The GPT models have already been proven to be unreliable in many cases. Microsoft researchers released a paper in which they listed the number of limitations of the GPT-4 model, including that it makes up facts that it hasn’t been trained with, has trouble knowing if its guessing or confident, can’t verify if content is consistent with training data, and is very sensitive to the framing and wording of prompts. (Despite this, they claimed it showed “sparks” of general intelligence).

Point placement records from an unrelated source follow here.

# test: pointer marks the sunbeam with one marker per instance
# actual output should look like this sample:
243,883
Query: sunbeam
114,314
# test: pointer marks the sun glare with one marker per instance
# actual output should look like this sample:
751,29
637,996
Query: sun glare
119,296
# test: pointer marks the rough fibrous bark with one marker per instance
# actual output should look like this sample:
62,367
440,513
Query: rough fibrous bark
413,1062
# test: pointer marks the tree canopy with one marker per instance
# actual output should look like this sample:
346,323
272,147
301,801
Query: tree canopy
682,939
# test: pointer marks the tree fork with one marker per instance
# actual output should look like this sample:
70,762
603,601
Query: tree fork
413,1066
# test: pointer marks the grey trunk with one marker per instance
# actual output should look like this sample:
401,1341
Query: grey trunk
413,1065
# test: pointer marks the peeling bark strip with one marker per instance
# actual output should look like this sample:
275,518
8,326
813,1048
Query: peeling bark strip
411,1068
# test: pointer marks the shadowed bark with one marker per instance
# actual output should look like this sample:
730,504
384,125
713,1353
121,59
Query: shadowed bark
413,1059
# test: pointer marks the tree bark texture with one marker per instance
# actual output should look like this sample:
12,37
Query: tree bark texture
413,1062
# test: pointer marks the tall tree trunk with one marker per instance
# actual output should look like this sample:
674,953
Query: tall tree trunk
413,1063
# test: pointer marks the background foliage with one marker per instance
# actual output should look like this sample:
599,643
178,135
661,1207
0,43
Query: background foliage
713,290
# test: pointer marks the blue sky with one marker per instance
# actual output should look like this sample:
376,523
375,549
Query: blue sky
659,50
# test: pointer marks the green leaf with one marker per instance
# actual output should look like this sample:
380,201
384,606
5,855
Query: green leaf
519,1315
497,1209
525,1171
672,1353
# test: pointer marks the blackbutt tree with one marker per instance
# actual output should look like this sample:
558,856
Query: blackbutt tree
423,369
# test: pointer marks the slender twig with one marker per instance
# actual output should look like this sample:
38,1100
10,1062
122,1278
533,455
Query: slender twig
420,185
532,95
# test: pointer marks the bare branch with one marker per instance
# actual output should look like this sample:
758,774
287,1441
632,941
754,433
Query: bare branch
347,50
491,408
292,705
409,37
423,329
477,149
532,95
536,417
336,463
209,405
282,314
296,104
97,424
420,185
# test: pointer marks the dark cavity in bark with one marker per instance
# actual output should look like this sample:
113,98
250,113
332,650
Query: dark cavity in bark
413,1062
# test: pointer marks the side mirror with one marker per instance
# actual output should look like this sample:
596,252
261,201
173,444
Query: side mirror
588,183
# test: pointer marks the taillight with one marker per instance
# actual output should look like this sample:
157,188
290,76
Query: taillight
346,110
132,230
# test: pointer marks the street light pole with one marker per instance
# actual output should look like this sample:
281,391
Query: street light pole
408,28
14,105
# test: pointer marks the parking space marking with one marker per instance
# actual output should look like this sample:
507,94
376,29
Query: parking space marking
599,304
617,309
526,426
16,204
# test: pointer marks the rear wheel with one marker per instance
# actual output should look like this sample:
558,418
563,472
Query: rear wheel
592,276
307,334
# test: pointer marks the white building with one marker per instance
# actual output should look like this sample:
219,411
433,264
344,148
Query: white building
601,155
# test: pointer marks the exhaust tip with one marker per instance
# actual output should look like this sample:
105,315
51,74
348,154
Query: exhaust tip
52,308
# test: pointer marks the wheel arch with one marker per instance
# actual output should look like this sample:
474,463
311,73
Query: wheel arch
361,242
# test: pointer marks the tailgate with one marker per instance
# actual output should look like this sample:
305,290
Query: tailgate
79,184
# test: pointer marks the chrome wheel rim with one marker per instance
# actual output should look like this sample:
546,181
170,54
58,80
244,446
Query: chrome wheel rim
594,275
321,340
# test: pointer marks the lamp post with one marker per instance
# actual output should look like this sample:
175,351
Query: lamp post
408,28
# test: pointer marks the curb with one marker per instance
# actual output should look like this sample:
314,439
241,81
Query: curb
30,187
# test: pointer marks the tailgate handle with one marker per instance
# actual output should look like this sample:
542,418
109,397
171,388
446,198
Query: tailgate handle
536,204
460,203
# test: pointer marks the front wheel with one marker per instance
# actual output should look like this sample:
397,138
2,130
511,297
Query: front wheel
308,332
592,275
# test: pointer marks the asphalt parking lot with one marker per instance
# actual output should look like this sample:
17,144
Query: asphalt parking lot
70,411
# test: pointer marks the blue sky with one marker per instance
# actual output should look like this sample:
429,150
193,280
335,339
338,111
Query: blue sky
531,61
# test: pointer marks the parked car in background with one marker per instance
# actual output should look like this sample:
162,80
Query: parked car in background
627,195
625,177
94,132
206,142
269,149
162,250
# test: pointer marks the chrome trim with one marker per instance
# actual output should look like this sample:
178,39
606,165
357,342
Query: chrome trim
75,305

“We see two reasons why ChatGPT performed well in our tests, despite its tendency to hallucinate. First, our tasks do not involve the generation of detailed text, but of short, very specific answers. These answers may well be wrong, but are not made up in the same way hallucinations are,” Gilardi said. “Second, we are not interested in one single output for each prompt; instead, we aggregate a large number of answers. ChatGPT does make mistakes, but on average it tends to provide accurate responses in our test.”
The paper states that the accuracy of the annotations was measured based on the trained human annotators, highlighting that the tasks are still reliant on human benchmarks and oversight. The solution then shouldn’t be to relegate all tasks to ChatGPT, but to see how it can be used as part of an overall process that still involves human supervision and interaction.
“We need to think seriously about the human labor in the loop driving AI. This workforce deserves training, support and compensation for being at-the-ready and willing to do an important job that many might find tedious or too demanding,” Mary L. Gray and Siddharth Suri, authors of the book Ghost Work: How to Stop Silicon Valley from Building a New Global Underclass, wrote in a 2017 article for the Harvard Business Review. Gray and Suri recommended a number of steps that included providing workers with education opportunities that allow them to contribute to AI models beyond labeling, and to improve their conditions and wages.